The two mountains that tower over the lake, Mt Gubu and Mt Thomas look on a scene that they have seen often before. The mountain slopes seem to be more green/grey than the sparkling green that one would expect as summer is in full swing. The rains that were supposed to come have been absent and the surrounding forest and the lake seem to cry out in despair. Some areas that normally get between 700 and 800mm during the summer are reporting a total of between 100 and 200mm. The lake has developed mud banks as the water has gradually withdrawn and one would expect the occasional wader to search there for food, but none is apparent.

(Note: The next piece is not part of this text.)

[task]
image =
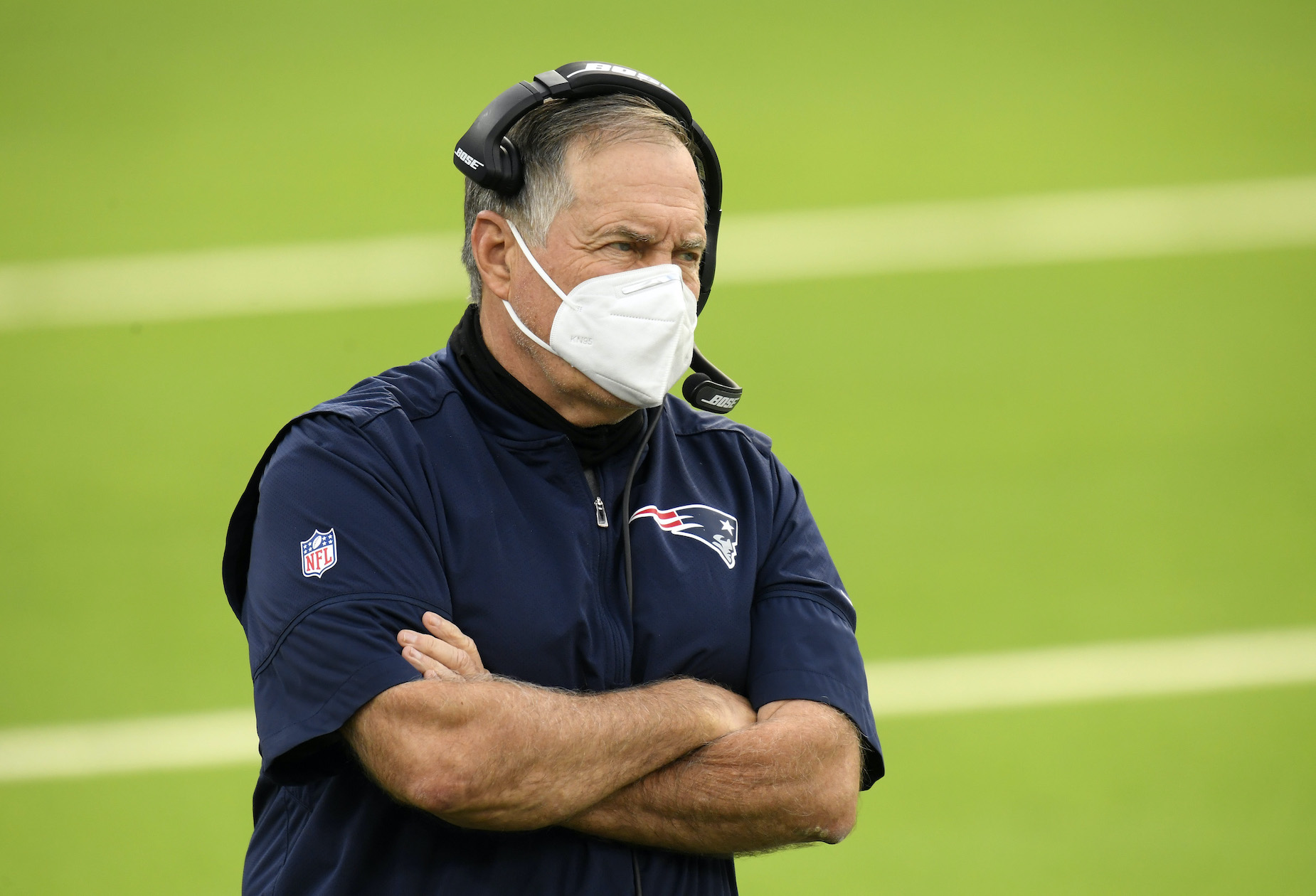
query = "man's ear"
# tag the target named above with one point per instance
(491, 238)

Over the last 24 hours Lake Gubu has shown several different faces. This morning early the mountains were covered with a table cloth of white clouds and last night threatening storm clouds moved in, promising much but providing none of the rain so desperately needed. Today the African Sky is at its bluest and the possibility of that rain seems remote; but then conditions in the mountains can change quickly.

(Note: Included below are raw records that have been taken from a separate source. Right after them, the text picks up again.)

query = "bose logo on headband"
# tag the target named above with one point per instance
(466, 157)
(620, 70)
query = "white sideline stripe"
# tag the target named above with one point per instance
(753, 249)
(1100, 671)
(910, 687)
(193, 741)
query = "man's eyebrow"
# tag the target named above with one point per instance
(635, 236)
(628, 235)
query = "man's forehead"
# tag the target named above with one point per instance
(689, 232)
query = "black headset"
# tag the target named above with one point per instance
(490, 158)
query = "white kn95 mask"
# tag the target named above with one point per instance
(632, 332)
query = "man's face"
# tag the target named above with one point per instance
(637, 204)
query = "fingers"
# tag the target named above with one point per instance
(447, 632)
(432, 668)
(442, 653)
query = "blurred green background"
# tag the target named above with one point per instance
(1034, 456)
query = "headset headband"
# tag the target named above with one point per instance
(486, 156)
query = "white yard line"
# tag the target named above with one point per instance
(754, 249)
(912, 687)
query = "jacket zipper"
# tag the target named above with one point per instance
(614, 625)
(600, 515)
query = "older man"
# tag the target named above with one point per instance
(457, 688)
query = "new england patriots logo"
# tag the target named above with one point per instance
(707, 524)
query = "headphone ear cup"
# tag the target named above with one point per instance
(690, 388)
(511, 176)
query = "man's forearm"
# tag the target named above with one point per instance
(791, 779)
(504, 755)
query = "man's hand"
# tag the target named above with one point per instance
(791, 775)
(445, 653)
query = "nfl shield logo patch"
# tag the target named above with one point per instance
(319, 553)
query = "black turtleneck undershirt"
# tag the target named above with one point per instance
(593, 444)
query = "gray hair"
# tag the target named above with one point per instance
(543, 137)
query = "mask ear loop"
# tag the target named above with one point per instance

This Lake of 124 ha is situated exactly 100km from the coastal town of East London and is about 1000m above sea level. It is the home of the Amatola Fly-fishing Club and is stocked every year with trout. As a member of the club I try to get here as often as possible but unfortunately that is probably only two or three times a year. One reason I come is to draw up a bird list for the South African Bird Atlasing Program. At present my list for this trip stands on 18 and either this evening or tomorrow morning I will do a trip around the lake to add to that list.
The important birds that I have listed today include an African Fish Eagle, Crowned Eagle, a Jackal Buzzard, a Giant Kingfisher and the small Malachite Kingfisher, all special birds in this area. Water birds on my list include the cute Little Grebe (also known as a Dabchick), the very common Yellow-billed Ducks and the equally common White-breasted Cormorants that frequent both coastal and inland waters. Calling from some of the trees around the club house is the melodious sound of the Black-headed Oriol which, like the Red-chested Cuckoo(Piet-my-vrou;its Afrikaans name), is often heard but seldom seen.

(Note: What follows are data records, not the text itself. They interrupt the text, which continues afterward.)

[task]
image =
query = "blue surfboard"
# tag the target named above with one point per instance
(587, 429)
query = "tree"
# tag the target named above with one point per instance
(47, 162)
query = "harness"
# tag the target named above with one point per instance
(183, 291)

As I walked down to the cement slipway this morning a large Water-monitor (Likkewaan) scuttled into the water with a splash. A discarded skin of a deadly snake, the Puffadder, reminds me that we are out in the wilds. I have not been fortunate enough on this visit to see the family of Otters that patrol the water or a Bush-buck coming to the water to drink.
Lake Gubu is a prime Trout fishing destination but at the same time yields its treasures with great reluctance. These are wild trout that have grown from fingerlings and are wary and elusive. In summer the trout seek out the deeper, cooler waters and so one needs a sinking line and a weighted fly to find them, a method that I have not really mastered. I prefer fishing with a floating line on or near the surface during the winter evening or morning rise. But then catching a trout or two is a bonus to me as I relax in these beautiful surroundings. I did enjoy a one kilogram trout cooked in tin foil on my open fire last night compliments of the local Water Bailiff Robin, who is a master fisherman and knows the water conditions backwards. He seems to be able to catch a trout or two even in the most difficult conditions.
Everyone needs to have a special place that they can escape to and mine is definitely this hidden gem in the Eastern Cape Mountains. The camp ground on the opposite side of the lake is located between tall pine trees and has the feeling of a mystical ancient forest.
As the wind dies down this evening I will don my waders and try for one of the wily fish but meanwhile I will relax with my field glasses handy and hope for a good view of the beautiful Oriol as I had of the Giant Kingfisher and Jackal Buzzard earlier on.